Disruptive Trend: Broadband and Apps are Killing Physical Media
By Rob Scott
April 20, 2012
April 20, 2012
- Om Malik, writing for GigaOM, suggests that physical media is dead: “It is being replaced with ‘apps’ thanks to broadband connectivity and anywhere computing that has come to us via smartphones, tablets and other connected devices.”
- “From music playlists to catalogs to retail stores to television — it wouldn’t surprise me if everything is an app in short order,” he adds. “And that future is scary and yet full of opportunities.”
- Malik cites the migration from CDs to streaming services such as Pandora and Spotify and download options including iTunes and Amazon. He notes the growing popularity of e-books and options such as Netflix and Hulu for movies and television.
- “The unifying fabric behind all these new behaviors is broadband. For the longest time, physical media was the container that moved content. Records became compact discs. Movie film became VHS tapes and then DVD. Books didn’t really change. And neither did newspapers and magazines. They are all mere containers,” he explains.

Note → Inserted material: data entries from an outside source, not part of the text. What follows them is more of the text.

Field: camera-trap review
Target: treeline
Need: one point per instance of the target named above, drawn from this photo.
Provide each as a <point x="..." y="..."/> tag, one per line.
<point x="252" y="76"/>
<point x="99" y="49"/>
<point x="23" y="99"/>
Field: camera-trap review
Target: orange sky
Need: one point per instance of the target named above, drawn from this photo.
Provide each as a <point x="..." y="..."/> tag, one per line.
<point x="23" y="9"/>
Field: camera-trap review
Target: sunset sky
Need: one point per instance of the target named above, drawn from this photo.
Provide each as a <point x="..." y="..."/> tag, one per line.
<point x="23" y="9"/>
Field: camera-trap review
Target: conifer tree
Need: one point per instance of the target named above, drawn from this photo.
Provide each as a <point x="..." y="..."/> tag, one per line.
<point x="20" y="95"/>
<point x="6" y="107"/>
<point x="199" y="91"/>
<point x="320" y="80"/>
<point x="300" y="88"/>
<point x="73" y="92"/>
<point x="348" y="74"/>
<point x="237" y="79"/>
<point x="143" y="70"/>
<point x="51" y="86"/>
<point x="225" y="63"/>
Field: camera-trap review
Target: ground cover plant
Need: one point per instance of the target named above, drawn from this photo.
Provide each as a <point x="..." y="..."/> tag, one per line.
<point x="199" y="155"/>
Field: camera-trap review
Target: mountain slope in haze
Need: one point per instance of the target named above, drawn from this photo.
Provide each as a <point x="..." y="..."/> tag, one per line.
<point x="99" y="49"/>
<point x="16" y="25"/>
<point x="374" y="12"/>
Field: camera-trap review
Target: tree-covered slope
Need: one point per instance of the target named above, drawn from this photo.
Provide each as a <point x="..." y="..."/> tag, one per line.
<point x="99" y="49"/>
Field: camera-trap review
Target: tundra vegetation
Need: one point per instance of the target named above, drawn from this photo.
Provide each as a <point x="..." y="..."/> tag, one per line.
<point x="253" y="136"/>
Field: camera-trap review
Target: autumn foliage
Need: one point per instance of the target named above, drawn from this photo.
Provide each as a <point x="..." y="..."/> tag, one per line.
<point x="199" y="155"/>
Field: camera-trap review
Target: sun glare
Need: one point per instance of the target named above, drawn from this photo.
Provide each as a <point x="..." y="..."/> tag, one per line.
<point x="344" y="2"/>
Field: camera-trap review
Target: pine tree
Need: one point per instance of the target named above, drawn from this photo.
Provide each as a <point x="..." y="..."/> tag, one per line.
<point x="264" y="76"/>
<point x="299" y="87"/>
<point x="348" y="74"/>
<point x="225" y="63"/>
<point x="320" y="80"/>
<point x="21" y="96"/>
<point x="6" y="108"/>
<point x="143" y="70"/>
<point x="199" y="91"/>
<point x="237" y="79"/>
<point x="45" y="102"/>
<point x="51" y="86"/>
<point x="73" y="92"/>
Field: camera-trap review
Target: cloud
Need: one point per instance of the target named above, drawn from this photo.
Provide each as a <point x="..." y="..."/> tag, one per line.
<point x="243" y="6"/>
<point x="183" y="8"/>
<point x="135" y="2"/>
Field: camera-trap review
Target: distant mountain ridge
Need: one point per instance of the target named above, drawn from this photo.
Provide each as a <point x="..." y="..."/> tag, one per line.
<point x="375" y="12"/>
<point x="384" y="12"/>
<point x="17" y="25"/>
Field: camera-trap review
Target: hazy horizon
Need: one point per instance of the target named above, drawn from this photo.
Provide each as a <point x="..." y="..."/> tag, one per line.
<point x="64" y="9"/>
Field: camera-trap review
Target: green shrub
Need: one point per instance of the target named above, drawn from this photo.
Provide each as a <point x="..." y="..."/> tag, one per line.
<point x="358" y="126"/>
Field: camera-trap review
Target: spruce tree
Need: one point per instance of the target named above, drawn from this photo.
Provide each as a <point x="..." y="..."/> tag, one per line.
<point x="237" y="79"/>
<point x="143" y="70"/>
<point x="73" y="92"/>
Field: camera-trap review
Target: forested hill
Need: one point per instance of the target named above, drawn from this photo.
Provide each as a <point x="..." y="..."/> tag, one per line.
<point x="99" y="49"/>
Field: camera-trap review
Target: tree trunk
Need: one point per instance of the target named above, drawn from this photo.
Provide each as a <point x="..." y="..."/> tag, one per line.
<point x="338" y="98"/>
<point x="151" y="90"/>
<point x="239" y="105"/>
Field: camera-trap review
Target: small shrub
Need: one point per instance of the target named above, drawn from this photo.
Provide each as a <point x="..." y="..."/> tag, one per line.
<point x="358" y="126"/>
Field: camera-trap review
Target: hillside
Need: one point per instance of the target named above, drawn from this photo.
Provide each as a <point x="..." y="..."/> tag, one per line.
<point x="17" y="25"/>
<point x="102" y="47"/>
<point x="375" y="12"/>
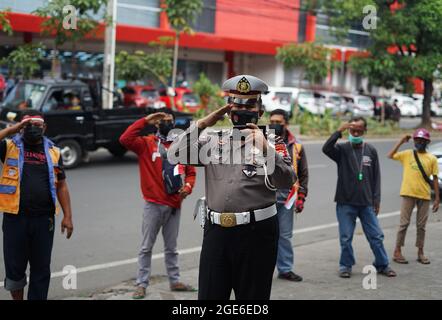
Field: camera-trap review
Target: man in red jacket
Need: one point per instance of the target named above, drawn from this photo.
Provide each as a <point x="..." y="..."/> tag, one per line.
<point x="163" y="191"/>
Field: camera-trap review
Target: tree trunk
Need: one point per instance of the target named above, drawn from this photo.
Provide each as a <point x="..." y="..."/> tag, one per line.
<point x="426" y="109"/>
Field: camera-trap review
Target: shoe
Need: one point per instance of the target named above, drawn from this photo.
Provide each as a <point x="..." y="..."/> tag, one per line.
<point x="345" y="274"/>
<point x="388" y="272"/>
<point x="290" y="276"/>
<point x="140" y="293"/>
<point x="179" y="286"/>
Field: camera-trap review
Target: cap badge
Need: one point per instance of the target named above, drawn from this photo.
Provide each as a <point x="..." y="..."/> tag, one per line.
<point x="243" y="85"/>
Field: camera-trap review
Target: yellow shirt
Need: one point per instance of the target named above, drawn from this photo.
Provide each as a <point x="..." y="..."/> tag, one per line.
<point x="413" y="183"/>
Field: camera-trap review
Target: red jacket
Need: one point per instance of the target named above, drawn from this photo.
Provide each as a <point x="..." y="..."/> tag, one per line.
<point x="151" y="179"/>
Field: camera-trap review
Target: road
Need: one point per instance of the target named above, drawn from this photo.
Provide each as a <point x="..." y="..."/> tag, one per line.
<point x="107" y="207"/>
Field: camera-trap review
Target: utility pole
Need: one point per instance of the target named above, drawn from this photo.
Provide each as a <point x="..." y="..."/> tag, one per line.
<point x="109" y="56"/>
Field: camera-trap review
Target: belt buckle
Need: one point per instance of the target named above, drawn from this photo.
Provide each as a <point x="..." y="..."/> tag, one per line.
<point x="227" y="219"/>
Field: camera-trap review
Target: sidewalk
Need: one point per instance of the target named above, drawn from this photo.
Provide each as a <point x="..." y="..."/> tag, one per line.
<point x="318" y="264"/>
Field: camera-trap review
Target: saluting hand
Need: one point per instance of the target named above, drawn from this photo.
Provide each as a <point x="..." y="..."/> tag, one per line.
<point x="18" y="126"/>
<point x="345" y="126"/>
<point x="213" y="117"/>
<point x="405" y="138"/>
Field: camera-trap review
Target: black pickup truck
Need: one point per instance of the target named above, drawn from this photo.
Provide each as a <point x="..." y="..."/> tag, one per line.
<point x="76" y="122"/>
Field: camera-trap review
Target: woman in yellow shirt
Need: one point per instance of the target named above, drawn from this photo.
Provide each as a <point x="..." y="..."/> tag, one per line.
<point x="415" y="190"/>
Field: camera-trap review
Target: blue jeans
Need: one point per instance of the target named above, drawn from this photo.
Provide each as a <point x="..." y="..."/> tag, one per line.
<point x="347" y="222"/>
<point x="284" y="261"/>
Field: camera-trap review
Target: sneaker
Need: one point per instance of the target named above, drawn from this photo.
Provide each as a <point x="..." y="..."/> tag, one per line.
<point x="290" y="276"/>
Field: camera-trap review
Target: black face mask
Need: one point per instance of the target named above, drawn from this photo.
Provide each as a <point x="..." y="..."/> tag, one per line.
<point x="33" y="134"/>
<point x="420" y="146"/>
<point x="279" y="129"/>
<point x="165" y="128"/>
<point x="242" y="117"/>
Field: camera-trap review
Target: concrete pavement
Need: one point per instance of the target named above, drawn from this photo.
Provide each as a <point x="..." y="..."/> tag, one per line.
<point x="317" y="263"/>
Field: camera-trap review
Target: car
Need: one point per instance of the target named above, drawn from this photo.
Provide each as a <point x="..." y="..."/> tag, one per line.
<point x="182" y="99"/>
<point x="142" y="96"/>
<point x="280" y="98"/>
<point x="80" y="128"/>
<point x="406" y="104"/>
<point x="419" y="100"/>
<point x="330" y="101"/>
<point x="305" y="102"/>
<point x="359" y="105"/>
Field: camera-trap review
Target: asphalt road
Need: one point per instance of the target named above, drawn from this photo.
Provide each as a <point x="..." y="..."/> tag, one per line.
<point x="107" y="208"/>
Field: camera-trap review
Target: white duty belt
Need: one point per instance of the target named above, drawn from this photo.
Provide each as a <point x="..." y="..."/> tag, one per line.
<point x="231" y="219"/>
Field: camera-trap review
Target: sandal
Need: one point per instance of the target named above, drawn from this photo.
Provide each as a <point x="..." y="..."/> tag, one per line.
<point x="400" y="260"/>
<point x="388" y="272"/>
<point x="140" y="293"/>
<point x="423" y="260"/>
<point x="179" y="286"/>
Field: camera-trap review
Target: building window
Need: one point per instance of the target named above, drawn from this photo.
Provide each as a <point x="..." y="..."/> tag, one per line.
<point x="25" y="6"/>
<point x="141" y="13"/>
<point x="206" y="21"/>
<point x="356" y="37"/>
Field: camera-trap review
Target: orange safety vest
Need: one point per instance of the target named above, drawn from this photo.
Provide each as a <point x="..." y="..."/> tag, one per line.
<point x="11" y="173"/>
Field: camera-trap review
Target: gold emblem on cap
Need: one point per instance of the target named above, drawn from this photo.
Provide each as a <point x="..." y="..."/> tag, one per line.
<point x="243" y="85"/>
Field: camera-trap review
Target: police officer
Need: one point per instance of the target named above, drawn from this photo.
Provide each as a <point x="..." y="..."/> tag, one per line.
<point x="241" y="232"/>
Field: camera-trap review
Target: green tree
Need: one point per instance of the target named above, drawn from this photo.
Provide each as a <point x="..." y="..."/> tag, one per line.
<point x="24" y="61"/>
<point x="156" y="63"/>
<point x="5" y="24"/>
<point x="406" y="43"/>
<point x="181" y="14"/>
<point x="313" y="59"/>
<point x="84" y="21"/>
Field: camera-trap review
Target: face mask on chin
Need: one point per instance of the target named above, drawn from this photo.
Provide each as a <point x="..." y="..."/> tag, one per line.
<point x="355" y="140"/>
<point x="420" y="147"/>
<point x="242" y="117"/>
<point x="279" y="129"/>
<point x="165" y="128"/>
<point x="33" y="134"/>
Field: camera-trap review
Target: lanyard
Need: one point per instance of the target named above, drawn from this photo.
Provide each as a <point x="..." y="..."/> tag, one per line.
<point x="360" y="174"/>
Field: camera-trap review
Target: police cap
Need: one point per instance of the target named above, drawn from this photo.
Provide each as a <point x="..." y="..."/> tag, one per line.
<point x="245" y="89"/>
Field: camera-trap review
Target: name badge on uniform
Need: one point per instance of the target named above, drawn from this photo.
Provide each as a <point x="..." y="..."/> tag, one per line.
<point x="155" y="155"/>
<point x="249" y="171"/>
<point x="12" y="172"/>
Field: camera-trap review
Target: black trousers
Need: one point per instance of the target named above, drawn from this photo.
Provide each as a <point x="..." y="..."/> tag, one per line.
<point x="28" y="239"/>
<point x="240" y="258"/>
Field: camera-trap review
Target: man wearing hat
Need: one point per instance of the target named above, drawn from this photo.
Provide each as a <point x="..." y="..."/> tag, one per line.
<point x="418" y="166"/>
<point x="32" y="185"/>
<point x="241" y="230"/>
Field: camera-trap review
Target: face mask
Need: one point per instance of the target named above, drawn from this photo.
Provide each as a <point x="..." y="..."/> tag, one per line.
<point x="33" y="134"/>
<point x="242" y="117"/>
<point x="165" y="128"/>
<point x="279" y="129"/>
<point x="355" y="140"/>
<point x="420" y="146"/>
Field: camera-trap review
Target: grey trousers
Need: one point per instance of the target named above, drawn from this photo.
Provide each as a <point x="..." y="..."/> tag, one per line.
<point x="156" y="217"/>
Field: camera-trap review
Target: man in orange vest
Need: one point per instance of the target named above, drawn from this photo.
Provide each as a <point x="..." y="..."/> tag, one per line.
<point x="32" y="180"/>
<point x="289" y="200"/>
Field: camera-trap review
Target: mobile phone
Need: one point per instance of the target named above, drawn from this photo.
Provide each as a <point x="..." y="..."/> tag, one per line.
<point x="243" y="127"/>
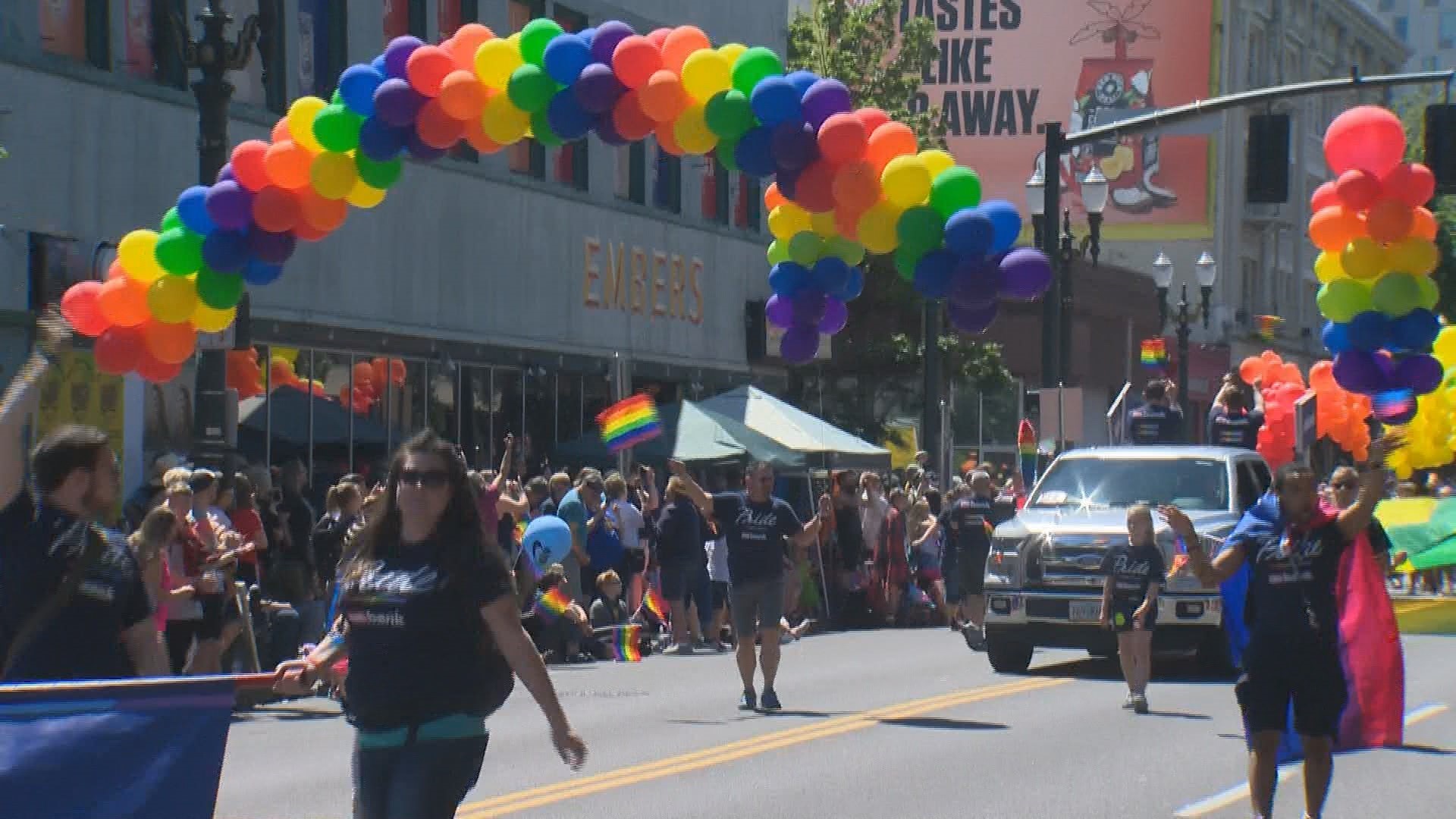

- “In the post-broadband world, Internet is the truck, and app stores are the newsstand and book store. Result: the slow and steady decay of physical media as a container for content,” says Malik, adding that the subsequent impact will be immense, despite the fact that we are still thinking in terms of the old containers.
- He suggests the upheaval has already begun and illustrates his point with examples including the impact on the U.S. Postal Service, commercial printers and traditional advertising models.